Le marché belge des espaces de travail partagés occupe désormais 800.000 m2 en Belgique, soit 3,3% du parc immobilier de bureau. Une goutte d’eau qui ne parvient pas à prendre de l’épaisseur. Et ce alors que les espaces de coworking ont longtemps été considérés comme une solution complémentaire pour les grandes entreprises, faisant office de variable d’ajustement lorsqu’il est nécessaire d’engager davantage de personnel pour une période déterminée. “Par rapport aux ambitions affichées il y a quelques années, on peut parler de pétard mouillé, analyse Pierre-Paul Verelst, head of research chez JLL. L’immobilier de bureau n’a pas été bouleversé par le coworking.” Un constat qui ne tempère toutefois pas l’optimiste de William Willems: “Je reste convaincu que ce segment peut atteindre les 10% de parts de marché. La Belgique a encore beaucoup de retard en la matière par rapport à ce que nous observons dans les pays anglo-saxons ou aux Pays-Bas. Il y a encore plein de villes belges à développer: Ostende, Mons, Charleroi, Malines, l’Ardenne, etc.”
Utilisation réelle
Reste que l’immobilier de bureau est en plein bouleversement en Belgique et que les solutions innovantes et alternatives sont recherchées. Tout comme les bureaux bien aménagés et bien situés. “Mais les entreprises souhaitent surtout désormais payer uniquement en fonction de leur utilisation réelle des bureaux, fait remarquer Axel Kuborn. Si 15 employés viennent travailler le lundi, cinq le mardi puis 20 le jeudi, elles ne veulent plus dépenser de l’argent inutilement. Leur addition doit correspondre à leur utilisation réelle. Pouvoir répondre à ce besoin sera le plus grand bouleversement en matière de coworking. Nous travaillons actuellement avec 66origin, une agence spécialisée dans le design d’expérience, pour mettre au point ce service d’ici la fin du premier trimestre 2024. Ce sera un véritable game changer dans le secteur. Nous allons faire sauter pas mal de barrières.”

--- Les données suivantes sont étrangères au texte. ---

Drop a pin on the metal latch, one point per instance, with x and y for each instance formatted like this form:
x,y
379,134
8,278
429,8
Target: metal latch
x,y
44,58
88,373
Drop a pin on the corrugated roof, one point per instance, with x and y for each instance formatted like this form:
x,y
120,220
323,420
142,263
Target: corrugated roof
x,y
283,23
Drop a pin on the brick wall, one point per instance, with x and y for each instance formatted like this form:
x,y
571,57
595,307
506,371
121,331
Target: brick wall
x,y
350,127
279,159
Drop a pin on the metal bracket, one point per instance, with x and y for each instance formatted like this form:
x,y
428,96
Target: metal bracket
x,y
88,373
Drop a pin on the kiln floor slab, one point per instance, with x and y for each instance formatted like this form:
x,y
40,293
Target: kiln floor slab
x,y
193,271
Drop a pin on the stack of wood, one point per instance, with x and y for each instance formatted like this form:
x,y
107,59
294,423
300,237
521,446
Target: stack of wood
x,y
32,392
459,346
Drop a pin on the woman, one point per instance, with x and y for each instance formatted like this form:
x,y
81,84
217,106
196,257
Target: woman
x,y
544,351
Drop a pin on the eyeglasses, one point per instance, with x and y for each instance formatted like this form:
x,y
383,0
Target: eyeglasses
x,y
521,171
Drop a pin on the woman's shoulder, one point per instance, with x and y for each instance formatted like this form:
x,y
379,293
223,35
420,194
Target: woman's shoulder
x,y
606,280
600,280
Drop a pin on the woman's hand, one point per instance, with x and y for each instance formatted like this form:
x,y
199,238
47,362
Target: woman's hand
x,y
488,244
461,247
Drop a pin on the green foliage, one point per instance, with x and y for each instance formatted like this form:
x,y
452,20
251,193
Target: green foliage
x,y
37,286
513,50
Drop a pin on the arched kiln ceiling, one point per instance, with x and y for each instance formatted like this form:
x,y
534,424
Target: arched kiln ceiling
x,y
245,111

Si la stratégie de Silversquare a évolué suite à l’arrivée de son nouvel actionnaire Brookfield, gommant désormais les plans d’ouverture dans les villes de taille moyenne (avec l’ouverture de Louvain-la-Neuve en février 2024 tout le marché belge sera suffisamment couvert, estime-t-on en interne), les ambitions d’expansion se concrétiseront dorénavant à l’étranger. Befimmo lorgnant notamment les Pays-Bas. “Je crois toujours énormément dans ce modèle, poursuit Axel Kuborn. Encore plus ces derniers mois. Les drivers qui guident le marché restent ultra-pertinents. Les entreprises ont toujours besoin de plus de flexibilité, d’agilité et d’ubiquité, soit le fait d’être présentes dans plusieurs lieux. Il est également nécessaire de proposer des bureaux attractifs pour attirer les talents. Et c’est ce que nous proposons. Nos coworking performent d’ailleurs particulièrement, avec un taux de fréquentation de 80% pour les espaces matures. Il y a la place pour quelques grands acteurs en Belgique. Avec ou sans WeWork.”